The "longest family tree" claim is obviously a prestigious one, and many clans — mostly of the royal variety, because they're the most obsessively documented — have laid claim to it over the years. But only one tribe has been able to make it stick, and its members have gone to great lengths to do so. In 2005, the Guinness Book of World Records recognized the Confucius genealogical line as the longest family tree in history, with 86 recorded generations over 2,500 years. The Chinese philosopher (551 to 479 BCE) is thought to have 3 million descendants all over the world [source: Zhou].
In 2009 the family-run Confucius Genealogy Compilation Committee (CGCC) published the fifth edition of the "Confucius Genealogy," a decade-long effort of staggering proportions. It's an 80-volume set that contains the names of more than 2 million of these descendants. The Confucius line is so well-documented because of the prestige (and honorary titles and positions) historically associated with being a Confucius descendant.

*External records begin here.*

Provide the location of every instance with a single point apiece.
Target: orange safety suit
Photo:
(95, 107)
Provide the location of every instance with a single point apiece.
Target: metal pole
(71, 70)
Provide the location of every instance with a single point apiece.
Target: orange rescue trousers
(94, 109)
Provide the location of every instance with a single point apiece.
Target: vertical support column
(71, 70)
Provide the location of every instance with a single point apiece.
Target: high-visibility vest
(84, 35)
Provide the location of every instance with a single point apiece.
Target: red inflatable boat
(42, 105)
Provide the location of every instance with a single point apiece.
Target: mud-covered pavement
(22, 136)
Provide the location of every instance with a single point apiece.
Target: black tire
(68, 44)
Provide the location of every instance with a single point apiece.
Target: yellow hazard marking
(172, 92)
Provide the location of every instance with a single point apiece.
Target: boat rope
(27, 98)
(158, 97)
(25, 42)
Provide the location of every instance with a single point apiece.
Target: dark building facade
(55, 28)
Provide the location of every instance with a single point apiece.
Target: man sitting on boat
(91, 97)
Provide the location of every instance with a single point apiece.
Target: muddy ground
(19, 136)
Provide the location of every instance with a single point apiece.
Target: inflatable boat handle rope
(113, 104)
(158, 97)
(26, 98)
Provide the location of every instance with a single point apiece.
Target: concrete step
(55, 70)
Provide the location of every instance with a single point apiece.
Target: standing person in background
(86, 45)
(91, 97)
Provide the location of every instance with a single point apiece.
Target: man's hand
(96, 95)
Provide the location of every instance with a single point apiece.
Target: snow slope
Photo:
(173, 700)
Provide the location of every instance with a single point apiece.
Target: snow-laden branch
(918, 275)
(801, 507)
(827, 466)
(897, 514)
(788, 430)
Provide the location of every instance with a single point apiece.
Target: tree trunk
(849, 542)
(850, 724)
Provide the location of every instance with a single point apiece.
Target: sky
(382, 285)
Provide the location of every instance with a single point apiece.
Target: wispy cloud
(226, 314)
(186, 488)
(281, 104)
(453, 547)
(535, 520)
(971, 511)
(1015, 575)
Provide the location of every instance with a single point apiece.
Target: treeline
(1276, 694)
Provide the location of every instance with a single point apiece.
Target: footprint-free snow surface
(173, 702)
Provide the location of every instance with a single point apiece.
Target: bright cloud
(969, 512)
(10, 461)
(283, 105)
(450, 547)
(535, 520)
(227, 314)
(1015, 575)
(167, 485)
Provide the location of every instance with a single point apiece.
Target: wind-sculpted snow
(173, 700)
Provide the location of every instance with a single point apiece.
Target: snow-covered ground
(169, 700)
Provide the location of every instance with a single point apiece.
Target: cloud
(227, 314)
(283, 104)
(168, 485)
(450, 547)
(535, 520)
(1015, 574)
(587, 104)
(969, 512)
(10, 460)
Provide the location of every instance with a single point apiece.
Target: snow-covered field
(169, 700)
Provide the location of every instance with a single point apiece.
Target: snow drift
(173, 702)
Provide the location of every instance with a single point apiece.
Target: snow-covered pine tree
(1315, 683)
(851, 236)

The first "Confucius Genealogy" was published in 1080. The fourth edition, printed in 1937, contained 600,000 names [source: Zhou]. For the latest project, the CGCC set up 450 branches all over the world and signed up more than 1.3 million new descendants. The committee also made the game-changing decision to include women, ethnic minorities and overseas descendants for the first time, which obviously increased the registration numbers exponentially [source: Zhou].
Times have changed, but the family's documentation methods — somewhat amazingly — have not. The CGCC administered no DNA tests to any of the newest registered descendants. All that was needed was a paper trail and 70 cents for inclusion into the registry. The DNA technology is readily available, but experts contend that the Chinese people are still more interested in the traditional system. The CGCC also probably balked at the expense of testing each one of those 1.3 million people. And if any of the descendants were found to be incorrectly included, the potential damage to the family name — not to mention the paperwork — would have been devastating.
The Confucius clan survived the contention of another group to the family-tree crown in 2008. Two German men made international news when it was discovered that they were the descendants of a genealogical line that spanned 120 generations. But the "longest family tree" title splashed across the headlines wasn't quite accurate. They had been found to be directly descended from 3,000-year-old Bronze Age bones found in a local cave, which did make their caveman ancestor more ancient than Confucius. But the actual family tree isn't completely filled out — there are many blank generations.